Self Expression Magazine

The Lottery

Posted on the 25 April 2017 by Laurken @stoicjello

“I only have to make it through the news”, she thought. “I just have to stomach the news.”

The lottery numbers were always announced just before the weather segment.  Usually, she could wait and avoid the newscast altogether.

Why watch it, she would say, when she lived it.

But not tonight. This night she felt the need to be present….to see the numbers as they were announced.

She put her empty beer bottle down on a cluttered table, it was now one of five amidst a pile of final notices, junk mail and a pill bottle; medication for a kind of pain nothing could quell.

The news intro ran for the next 30 minutes, four beautiful people would give you the ugliest news of the day, all with a smile.

The lead story—–A suicide bombing somewhere the Middle East killed 26 people, including five children.

” I lost my boy eight years ago”, she said out loud. “Cancer killed my Paulie and it took four years to do it. Those kids were lucky.”

She sniffed and wiped her nose on her sleeve.

The balding man with the booming voice—–Jim somebody who’d been preaching from that six figure, televised pulpit for 17 years now, announced how drone strikes leveled a neighborhood in Syria.   She lived in a bombed out neighborhood in Detroit. What was the difference between a drone strike and all the GM plants closing down?

A car dealership commercial.

A second spot for pest control as she watched rosch make its way across her coffee table.

Now it was the blond’s turn to speak.   She was perfect, thin, coiffed hsir.  She’ could keep her composure in a tornado. Words about joblessness spewed forth from her young lips.

“That’s news???”, she asked. I haven’t had a job for four years.

There was a six car pile up on the interstate. Traffic was backed for hours, she didn’t care. Her car had been repossessed years ago. She rarely ever had enough money for bus fare and when she did have a spare buck or two, that went to buy beer, cigarettes and those precious slips of paper on lottery nights.

She insisted the  beer was vital, a part of her viewing ritual.

The cigarettes? Everything looked better through a smoky haze.

There was a story about a re-election bid for a politician. Why vote? Her alderman abandoned her neighborhood. Years ago.  The governor was as useless.
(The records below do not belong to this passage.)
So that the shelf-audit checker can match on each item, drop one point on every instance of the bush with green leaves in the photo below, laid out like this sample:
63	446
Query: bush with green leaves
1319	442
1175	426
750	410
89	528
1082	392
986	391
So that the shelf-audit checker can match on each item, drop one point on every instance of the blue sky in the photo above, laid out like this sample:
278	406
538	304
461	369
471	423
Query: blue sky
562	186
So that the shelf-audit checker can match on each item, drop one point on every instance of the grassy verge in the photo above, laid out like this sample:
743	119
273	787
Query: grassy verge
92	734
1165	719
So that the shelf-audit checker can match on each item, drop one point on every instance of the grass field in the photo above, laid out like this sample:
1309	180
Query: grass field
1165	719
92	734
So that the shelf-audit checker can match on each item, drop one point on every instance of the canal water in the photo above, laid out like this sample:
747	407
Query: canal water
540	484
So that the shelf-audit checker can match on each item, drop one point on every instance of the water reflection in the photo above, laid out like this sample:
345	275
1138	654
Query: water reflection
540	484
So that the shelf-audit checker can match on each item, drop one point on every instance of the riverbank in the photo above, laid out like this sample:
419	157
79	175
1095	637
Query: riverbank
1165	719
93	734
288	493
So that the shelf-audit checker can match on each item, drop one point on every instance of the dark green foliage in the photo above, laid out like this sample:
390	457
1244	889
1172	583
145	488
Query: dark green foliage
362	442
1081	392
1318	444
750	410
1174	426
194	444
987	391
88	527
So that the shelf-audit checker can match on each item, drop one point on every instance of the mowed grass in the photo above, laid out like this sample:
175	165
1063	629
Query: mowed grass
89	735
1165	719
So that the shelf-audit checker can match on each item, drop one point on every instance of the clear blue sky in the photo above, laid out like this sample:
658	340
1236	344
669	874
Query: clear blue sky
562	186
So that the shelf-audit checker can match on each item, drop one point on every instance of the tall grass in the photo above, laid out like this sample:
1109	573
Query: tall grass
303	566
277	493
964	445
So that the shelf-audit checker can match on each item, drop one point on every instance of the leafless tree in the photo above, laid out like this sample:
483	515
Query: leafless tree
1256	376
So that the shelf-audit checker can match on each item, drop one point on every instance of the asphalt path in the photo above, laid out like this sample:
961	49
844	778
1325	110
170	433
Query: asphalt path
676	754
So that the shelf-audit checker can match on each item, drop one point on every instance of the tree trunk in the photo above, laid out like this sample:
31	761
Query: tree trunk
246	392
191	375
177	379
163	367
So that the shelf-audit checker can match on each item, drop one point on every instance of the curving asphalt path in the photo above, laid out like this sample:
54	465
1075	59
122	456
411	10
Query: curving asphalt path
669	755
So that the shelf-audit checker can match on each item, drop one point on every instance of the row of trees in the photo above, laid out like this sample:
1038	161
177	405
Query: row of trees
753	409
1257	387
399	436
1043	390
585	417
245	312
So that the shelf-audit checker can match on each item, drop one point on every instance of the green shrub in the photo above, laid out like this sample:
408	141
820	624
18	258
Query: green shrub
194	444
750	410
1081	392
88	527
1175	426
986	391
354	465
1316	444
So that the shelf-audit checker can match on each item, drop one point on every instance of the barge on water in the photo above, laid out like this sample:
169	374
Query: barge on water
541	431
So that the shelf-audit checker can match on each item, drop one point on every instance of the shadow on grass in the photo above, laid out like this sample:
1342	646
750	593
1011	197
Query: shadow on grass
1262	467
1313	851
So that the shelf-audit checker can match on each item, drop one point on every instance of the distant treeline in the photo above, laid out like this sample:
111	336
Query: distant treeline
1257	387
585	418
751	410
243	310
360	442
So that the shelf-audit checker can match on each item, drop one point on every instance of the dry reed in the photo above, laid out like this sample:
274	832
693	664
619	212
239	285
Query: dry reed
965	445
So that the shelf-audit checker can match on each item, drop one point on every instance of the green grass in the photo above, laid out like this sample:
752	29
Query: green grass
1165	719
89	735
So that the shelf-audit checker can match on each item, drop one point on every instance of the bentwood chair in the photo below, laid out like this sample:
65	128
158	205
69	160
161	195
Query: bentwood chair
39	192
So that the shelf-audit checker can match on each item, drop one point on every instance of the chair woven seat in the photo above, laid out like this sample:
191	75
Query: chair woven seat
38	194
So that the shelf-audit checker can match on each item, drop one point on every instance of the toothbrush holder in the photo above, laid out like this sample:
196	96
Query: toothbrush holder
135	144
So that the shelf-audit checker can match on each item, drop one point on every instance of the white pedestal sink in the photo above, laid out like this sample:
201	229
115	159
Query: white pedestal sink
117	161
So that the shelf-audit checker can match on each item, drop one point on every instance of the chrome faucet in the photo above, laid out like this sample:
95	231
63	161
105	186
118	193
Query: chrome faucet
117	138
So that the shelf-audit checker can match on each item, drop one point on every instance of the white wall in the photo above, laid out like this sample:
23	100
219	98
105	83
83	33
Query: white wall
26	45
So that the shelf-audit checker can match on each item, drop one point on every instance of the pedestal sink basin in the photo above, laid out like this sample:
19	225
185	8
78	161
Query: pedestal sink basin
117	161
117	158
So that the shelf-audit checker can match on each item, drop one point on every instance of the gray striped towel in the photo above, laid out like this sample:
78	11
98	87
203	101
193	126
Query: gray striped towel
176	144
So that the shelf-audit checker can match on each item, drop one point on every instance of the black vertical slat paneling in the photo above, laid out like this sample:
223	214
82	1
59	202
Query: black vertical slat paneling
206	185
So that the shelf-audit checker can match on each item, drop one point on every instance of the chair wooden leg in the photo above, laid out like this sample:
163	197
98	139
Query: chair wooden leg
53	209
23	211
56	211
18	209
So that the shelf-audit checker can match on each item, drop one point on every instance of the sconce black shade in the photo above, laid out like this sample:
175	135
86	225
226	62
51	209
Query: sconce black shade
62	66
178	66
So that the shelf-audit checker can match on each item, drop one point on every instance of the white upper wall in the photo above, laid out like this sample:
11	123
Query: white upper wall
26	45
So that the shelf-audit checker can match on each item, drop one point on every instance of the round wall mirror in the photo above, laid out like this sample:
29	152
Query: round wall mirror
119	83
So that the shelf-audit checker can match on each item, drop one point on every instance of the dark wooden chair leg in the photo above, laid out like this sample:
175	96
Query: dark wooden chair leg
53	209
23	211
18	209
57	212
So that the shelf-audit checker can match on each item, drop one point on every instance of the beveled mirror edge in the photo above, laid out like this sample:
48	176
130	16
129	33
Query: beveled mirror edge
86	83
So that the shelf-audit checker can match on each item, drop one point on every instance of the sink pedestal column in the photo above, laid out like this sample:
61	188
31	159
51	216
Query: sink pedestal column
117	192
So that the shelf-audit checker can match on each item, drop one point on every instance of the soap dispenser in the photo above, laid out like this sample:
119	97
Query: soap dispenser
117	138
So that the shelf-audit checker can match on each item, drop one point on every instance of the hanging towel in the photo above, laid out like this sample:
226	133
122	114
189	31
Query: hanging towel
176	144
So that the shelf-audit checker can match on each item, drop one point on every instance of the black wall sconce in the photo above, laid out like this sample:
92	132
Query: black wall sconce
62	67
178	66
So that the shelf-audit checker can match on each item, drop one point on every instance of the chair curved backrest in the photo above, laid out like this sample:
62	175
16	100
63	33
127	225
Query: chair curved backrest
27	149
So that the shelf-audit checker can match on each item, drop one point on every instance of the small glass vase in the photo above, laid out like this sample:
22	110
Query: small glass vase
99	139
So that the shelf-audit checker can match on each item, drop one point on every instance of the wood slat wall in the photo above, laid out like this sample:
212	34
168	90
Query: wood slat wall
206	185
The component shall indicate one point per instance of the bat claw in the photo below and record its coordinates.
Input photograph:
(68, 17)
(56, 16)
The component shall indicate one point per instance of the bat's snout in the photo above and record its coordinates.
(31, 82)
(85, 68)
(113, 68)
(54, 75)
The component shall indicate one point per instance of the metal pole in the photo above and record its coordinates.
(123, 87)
There was a shooting at a mall.   She heard gunfire all the time.

A four alarm fire in a furniture store. In her her neighborhood, arson gave the kids something to do.

The blond then announced the night’s winning lotto numbers would be announced “after this”.

Commercial. Commercial. Twenty second network promo.

And then the moment she had waited for. She lit up a cigarette and grabbed the last beer in the six pack.

6 21 34 43 49 51

She took a long drag from her cigarette.   She double checked her ticket.  Those were her numbers. Her numbers. The ones she always played.

Her age when Paulie was born

The age her son was when he died.

The day and month of an anniversary of a marriage that had had also died a long time ago.

The number of her first apartment.

The age she was the last time in life when she was really, truly happy.

She’d won a million dollars.

She looked around her dirty, cramped apartment. One window covered in foil. A filthy kitchenette with a small refrigerator that housed her beer.   A counter and two burners that were as cluttered as her table.

What could a million dollars do, she thought.   What could it have done?   Could it bring back Paulie?   Could it have helped her breathe life into a loveless marriage and kept Jim from walking out on her?   Would it have healed the broken relationship with her only sister?    Would it have prevented her mother from dying of dementia?

Would a million dollars  have made a difference?    When did it ever make a difference?

She stood up and took a swig of her beeer and caught a glimpse of herself in a mirror.  Her face was weathered and, she’d aged well beyond her years.     She’d won a million dollars, but it only meant she’d have money to solve the unsolvable.   Why bother?

She fell back into in her chair at clicked off the TV.   There was nothing left to watch.

“No winning ticket again, tonight”, she chuckled.

She placed the slip of paper in a box under her chair. In it, along with a lock of Paulie’s hair, a bridal photogrsph of a woman she no longer recognized,  a  well worn magazine that had a spread featuring her as one of city’s first female CEOs, a diamond wedding band and there were two other lottery tickets, each one from other “winless” nights.